Цветы на похоронах возлюбленных, гробы утопают в букетах. Одна домовина пуста. Они мечтали упокоиться под сенью дерева. Только из уважения к памяти покойных отец скрепя сердце соглашается взять девочку на церемонию прощания с тем, кто додумался потащить ребенка на бойню. Откуда она вернулась вся окровавленная, бессловесная и с тех пор постоянно рисует в тетрадках чудовищ. Родственники поют песню, гимн того дня – песню о Молли Мэллоун и ее призраке. У могилы девочка впервые нарушает обет молчания.
Страж обхватил мое лицо ладонями. Торговец сном затаился где-то в темных лабиринтах воспоминаний.
Вихрь. Меня затягивало в водоворот памяти. Все глубже и глубже, в пучину десятилетий.
Девочка произносит по слогам: «Мар-ни, Мар-ни». Заевшая пластинка. Непонятное слово. Точно и не имя. Во всяком случае, не ее. Настанет день, и она явит обидчикам огонь, который испепеляет ее изнутри, наполняя душу ненавистью. Настанет день, и она сокрушит врагов.
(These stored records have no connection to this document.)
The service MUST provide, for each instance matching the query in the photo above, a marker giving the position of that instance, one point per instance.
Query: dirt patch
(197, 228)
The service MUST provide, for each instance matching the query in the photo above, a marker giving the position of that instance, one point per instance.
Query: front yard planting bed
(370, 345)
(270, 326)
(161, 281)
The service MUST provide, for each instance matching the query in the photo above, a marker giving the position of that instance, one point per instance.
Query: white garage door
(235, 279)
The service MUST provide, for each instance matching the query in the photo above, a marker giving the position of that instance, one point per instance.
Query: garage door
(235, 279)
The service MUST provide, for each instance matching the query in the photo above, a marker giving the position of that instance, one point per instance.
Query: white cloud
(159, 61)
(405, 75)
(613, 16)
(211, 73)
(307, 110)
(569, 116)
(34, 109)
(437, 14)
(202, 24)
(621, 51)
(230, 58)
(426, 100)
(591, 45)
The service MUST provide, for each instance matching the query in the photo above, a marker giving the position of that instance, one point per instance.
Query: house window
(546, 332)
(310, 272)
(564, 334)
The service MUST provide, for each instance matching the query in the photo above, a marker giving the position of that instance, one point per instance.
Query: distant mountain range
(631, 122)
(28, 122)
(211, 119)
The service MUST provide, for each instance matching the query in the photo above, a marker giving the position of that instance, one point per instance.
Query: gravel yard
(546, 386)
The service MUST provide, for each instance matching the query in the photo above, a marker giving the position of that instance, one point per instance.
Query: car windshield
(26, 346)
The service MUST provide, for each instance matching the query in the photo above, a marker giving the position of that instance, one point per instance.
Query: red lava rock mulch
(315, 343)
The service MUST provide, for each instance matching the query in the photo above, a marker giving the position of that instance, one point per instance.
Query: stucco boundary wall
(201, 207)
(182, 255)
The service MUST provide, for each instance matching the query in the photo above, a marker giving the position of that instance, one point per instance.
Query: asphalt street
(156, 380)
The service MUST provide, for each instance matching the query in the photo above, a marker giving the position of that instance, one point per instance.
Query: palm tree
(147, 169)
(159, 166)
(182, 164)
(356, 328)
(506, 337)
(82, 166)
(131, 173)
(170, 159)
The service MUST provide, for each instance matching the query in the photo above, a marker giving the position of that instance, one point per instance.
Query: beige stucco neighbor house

Обрывки воспоминаний, калейдоскоп оттенков. Крохи сознания вырвали меня из пучины прошлого. Хватит! Собрав волю в кулак, я стряхнула себя оцепенение, навеянное Стражем, и принялась барахтаться против течения. Золотая пуповина вспыхнула огнем, и…
Все погрузилось во мрак…
По камням струится прозрачный ручей. Безмятежная гладь без отражения, крутой обрыв, дно, устланное отборным жемчугом.
Ничто не вечно. Жизнь бесконечна.
Облачный лес. Портал. Инстинкт ведет его туда. Сгущаются сумерки – синий час, время загробного мира. Безвременье.
Очертания исполинских деревьев в тумане.
Амарант. Раскол в рядах еще не наступил. Завесы между мирами.
Ничто здесь не живет, и ничто не умирает.
Незнакомка. Кружится в танце. Не родственница, но родственная душа. Темные волосы струятся по сарксу. Слияние лабиринтов. Ее прикосновение, аромат в воде. Ее имя, неподвластное языку падших, – музыка на его губах. С началом войны их нарекут Тирабелл и Арктур.
За завесой спят смертные. На финальном отрезке жизненного пути их поджидает рефаим, где не ведают боли и недугов. Потерянные недосоздания. Скитания в поисках места, где угасающее солнце дарует сон, где царит вечный голод, а разверстая твердь жаждет плоти…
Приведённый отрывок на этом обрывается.